Mistrial ruled in rape trial of doctor

July 03, 1992|By Glenn Small | Glenn Small,Staff Writer

A Baltimore County Circuit Court jury deliberating the fate of a doctor charged with raping three women in separate attacks told the judge yesterday that they were "hopelessly deadlocked," and the judge declared a mistrial.

As soon as the jury left the courtroom, Assistant State's Attorney Scott Shellenberger withdrew the rape charges against Dr. Leonard C. Harris, saying he didn't want to put the victims through another trial.

Mr. Shellenberger said Harris, 37, is likely to serve a substantial prison sentence anyway, on his conviction last week for kidnapping, assault, housebreaking, and fleeing a police officer in another case.

When he was arrested, police found clothing, a handgun and other items matching descriptions from three women who were raped in separate attacks in 1990 and 1991.

He was accused of raping a Towson State University student in her dormitory room on July 26, 1990, a 25-year-old pregnant White Marsh woman Feb. 7, 1991, and a 21-year-old White Marsh woman Nov. 10, 1991.

Yesterday, several jurors interviewed said that the vote was split between 11 white male jurors voting for guilt and a black female juror voting for acquittal. Harris is black.
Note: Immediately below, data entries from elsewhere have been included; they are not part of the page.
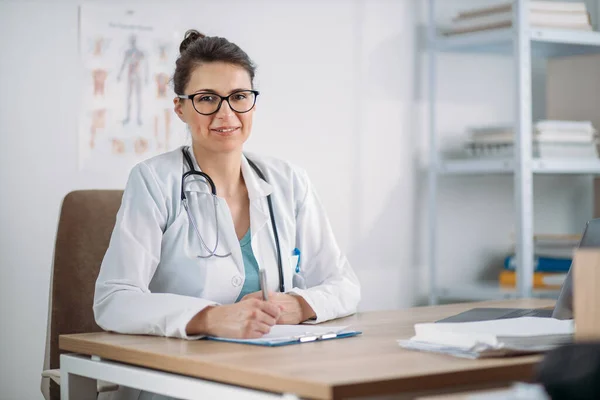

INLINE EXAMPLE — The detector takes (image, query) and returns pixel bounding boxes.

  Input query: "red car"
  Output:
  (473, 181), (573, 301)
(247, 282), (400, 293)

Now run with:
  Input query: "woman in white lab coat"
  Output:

"She could not be persuaded," said one juror, who did not want his name published. "She could not and would not change her mind."

But the female juror said several panel members initially voted for acquittal, and she continued to find reasonable doubt after they changed their minds. "I didn't feel there was any tangible evidence to convict Dr. Harris. . . . The judge said if there were any reasonable doubts, we should vote not guilty." Race had no bearing on her decision, she added.

Several jurors said they had been ready to vote for acquittal until Harris testified on his own behalf. He denied having raped the women and said he was elsewhere on the days in question. The jurors called his story unbelievable.

Of greatest concern to the male jurors who were interviewed was the fact that Harris could not produce records to verify his whereabouts when the rapes occurred.

"It's inconceivable that a doctor working in a clinic could not produce records," said one juror.

"Being a doctor and stuff," said another, "he ought to have records of his whereabouts."

Judge J. William Hinkel ordered Harris to undergo a psychiatric evaluation before he is sentenced on the kidnapping and other convictions Sept. 9. The doctor faces a maximum of 64 years in prison on those charges.

Rodney Gaston, Harris' attorney, said he would ask for a new trial on those convictions, claiming that a state's witness had lied.

Betty Craven testified that Harris had grabbed her and threatened her with a gun. When recalled by the defense, she denied telling a television reporter she might have misidentified Harris in court.

The television reporter later testified that Mrs. Craven invited him into her apartment and said she might have picked out the wrong man.

Mr. Gaston said that his client was innocent of all the charges and that Harris was the victim of mistaken identity in the first place, when he was arrested Nov. 29, 1991.

Several jurors were surprised to learn yesterday that Harris had been convicted of assault and of being a peeping Tom in the late 1980s.